The ‘Cowgirls of Color’ is one of the country’s first African American women’s rodeo squad. The women come from D.C. and Maryland and train in Calvert County, Md.
Two years into her love affair and Kish Bowles is still riding high.
“I absolutely love it,” she said. “When I talk about it I get emotional - it’s a tingly feeling. It evolved my life and helped my life and helped me to grow as a woman and get through the grieving process,” she explained. “I used to come here depressed and no one knew but as I rode it got better and better and better.”
To truly understand why, we have to go back to the black and white westerns she would watch with her mom as a child.
“I found out after she passed that she used to ride. She had a horse and I never knew."
Her mom would also always attend the Bill Picket Rodeos – the country’s only all black rodeo.
“She would go every year and ask me to go and one year I did go and we were sitting in the audience and there were only two or three women in the entire rodeo. I remember sitting there thinking I would love to do that one day. I wonder how they learned to do that,” Bowles recalled, “and my mother passed two or three years after that and two years later, I was in that rodeo with these girls.”
They are the Cowgirls of Color, one of the country’s first African American women’s rodeo squad based right here in Prince George’s and Calvert Counties, some members even hail from Southeast, D.C.
Pinky Britt, KB, and her sister Pennie.
“I’ve never seen horses in the city unless it was a police officer,” said Selina “Pennie” Brown, “so to be able to ride horses and be a part of this cowboy community and go to rodeos it’s like, ‘how did this happen?’’
Three of the four-member relay team just started riding competitively two years ago, when they met veteran horseman Dr.
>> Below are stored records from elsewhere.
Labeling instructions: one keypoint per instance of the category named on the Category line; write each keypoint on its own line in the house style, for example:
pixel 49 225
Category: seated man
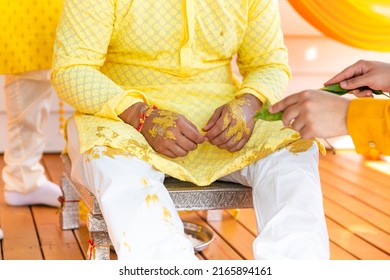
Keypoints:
pixel 154 94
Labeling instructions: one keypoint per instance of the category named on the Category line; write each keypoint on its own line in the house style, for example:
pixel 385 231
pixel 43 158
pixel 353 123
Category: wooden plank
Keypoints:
pixel 359 227
pixel 56 243
pixel 1 203
pixel 353 244
pixel 219 249
pixel 338 253
pixel 247 218
pixel 361 210
pixel 234 233
pixel 358 174
pixel 21 241
pixel 355 191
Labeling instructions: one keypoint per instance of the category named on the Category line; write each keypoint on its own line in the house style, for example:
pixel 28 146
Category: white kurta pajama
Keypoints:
pixel 176 55
pixel 26 43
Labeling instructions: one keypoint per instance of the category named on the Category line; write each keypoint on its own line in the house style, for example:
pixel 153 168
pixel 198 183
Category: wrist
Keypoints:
pixel 131 114
pixel 144 113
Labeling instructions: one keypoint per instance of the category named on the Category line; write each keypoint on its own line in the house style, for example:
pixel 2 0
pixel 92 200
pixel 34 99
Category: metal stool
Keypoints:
pixel 185 195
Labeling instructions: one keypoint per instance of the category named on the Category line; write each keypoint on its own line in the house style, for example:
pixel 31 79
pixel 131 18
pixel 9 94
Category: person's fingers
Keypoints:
pixel 213 120
pixel 356 69
pixel 190 131
pixel 284 103
pixel 362 93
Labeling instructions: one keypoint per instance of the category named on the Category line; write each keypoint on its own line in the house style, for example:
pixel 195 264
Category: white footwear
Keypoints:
pixel 47 194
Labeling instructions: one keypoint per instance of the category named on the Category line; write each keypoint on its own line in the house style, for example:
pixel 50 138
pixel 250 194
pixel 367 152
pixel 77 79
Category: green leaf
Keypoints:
pixel 265 115
pixel 335 88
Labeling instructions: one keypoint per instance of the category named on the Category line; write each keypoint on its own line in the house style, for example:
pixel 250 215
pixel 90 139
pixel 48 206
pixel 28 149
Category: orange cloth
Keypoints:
pixel 358 23
pixel 368 122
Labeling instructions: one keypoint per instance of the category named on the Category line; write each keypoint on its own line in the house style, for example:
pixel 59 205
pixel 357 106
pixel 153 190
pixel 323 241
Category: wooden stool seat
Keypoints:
pixel 185 195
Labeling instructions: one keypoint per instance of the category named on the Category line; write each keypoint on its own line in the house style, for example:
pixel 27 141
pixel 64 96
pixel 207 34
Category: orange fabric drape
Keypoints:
pixel 359 23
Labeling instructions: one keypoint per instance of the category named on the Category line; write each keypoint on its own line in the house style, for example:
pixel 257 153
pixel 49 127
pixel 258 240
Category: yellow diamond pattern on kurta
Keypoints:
pixel 27 30
pixel 176 55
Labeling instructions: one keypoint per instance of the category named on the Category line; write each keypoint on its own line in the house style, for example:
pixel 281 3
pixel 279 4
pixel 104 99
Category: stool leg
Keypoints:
pixel 213 215
pixel 69 217
pixel 99 244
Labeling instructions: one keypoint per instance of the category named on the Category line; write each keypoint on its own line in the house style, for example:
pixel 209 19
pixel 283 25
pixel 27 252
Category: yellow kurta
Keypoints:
pixel 368 122
pixel 176 55
pixel 27 31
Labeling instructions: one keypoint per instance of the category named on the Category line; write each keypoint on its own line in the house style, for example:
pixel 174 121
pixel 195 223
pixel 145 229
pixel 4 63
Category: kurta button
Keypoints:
pixel 372 144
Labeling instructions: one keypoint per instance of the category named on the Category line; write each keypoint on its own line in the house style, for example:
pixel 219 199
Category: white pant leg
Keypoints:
pixel 141 218
pixel 288 205
pixel 27 103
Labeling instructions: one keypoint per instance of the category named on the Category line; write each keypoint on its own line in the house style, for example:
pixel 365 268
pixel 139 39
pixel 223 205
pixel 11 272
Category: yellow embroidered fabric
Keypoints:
pixel 27 31
pixel 176 55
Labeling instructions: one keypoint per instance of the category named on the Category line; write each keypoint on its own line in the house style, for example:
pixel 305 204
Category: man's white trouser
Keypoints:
pixel 27 106
pixel 143 223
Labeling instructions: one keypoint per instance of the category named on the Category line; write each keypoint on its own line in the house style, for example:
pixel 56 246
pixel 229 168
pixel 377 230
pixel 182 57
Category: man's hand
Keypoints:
pixel 231 125
pixel 171 134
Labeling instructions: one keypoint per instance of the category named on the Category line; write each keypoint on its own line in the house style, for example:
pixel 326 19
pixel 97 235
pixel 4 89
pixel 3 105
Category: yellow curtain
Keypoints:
pixel 363 24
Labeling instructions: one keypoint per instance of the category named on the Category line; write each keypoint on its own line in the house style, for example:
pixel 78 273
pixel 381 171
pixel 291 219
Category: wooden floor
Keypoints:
pixel 356 201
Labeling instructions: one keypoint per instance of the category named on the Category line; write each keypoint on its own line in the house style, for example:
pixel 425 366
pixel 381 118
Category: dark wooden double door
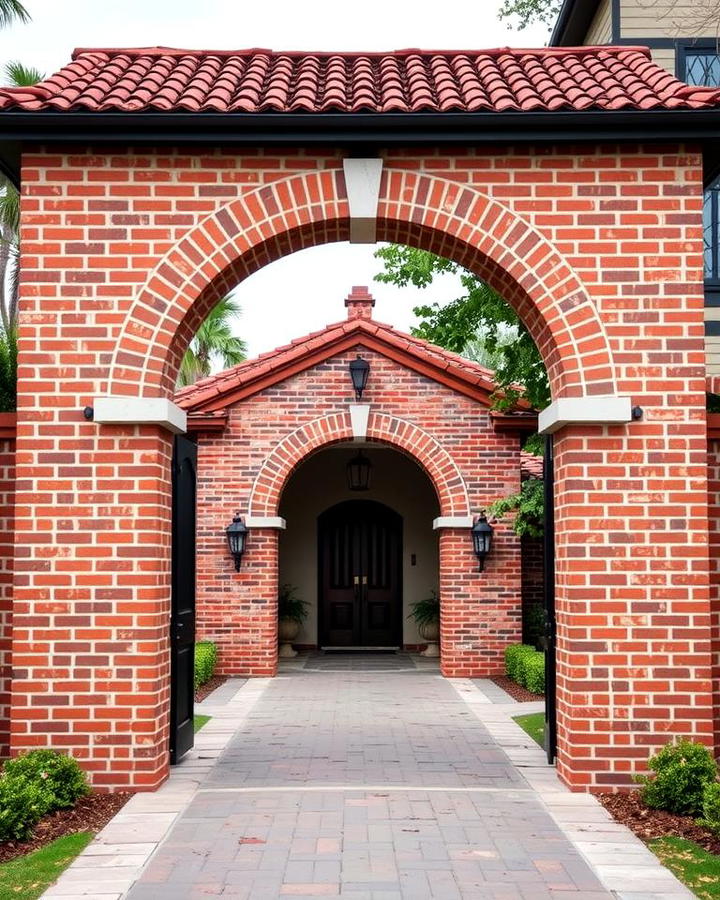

Ray Charles Lockamy who offered to train them.
Sandra Dorsey, who goes by Pinky, returned to her roots: she competed as a teenager.
“I found myself again,” she said.
“It’s my teammates who push me it’s my teammates that give me confidence,” said Brittaney Logan.
The cowgirls are not only competitors, they’re mentor, inspirations, and teachers for first timers of all ages. They hope to spread the love of horses to young black girls and share the lessons they learned.
“The goal is to be able to reach out community and our sisters,” said Brown, “unite and help these horses and let the horses help us.”
KB Bowles said riding gives her a sense of “empowerment, courage, and freedom” she would like to pass on to the younger generation who may come up after her.
When they’re not riding the cowgirls have day jobs in fashion, pet grooming, baking and mentoring.
Selina Brown has a non-profit afterschool program in Southeast, D.C. and is now focusing on horse riding.
The cowgirls typically compete locally, but have been invited to attend rodeos around the country. They are raising money and looking for sponsorship.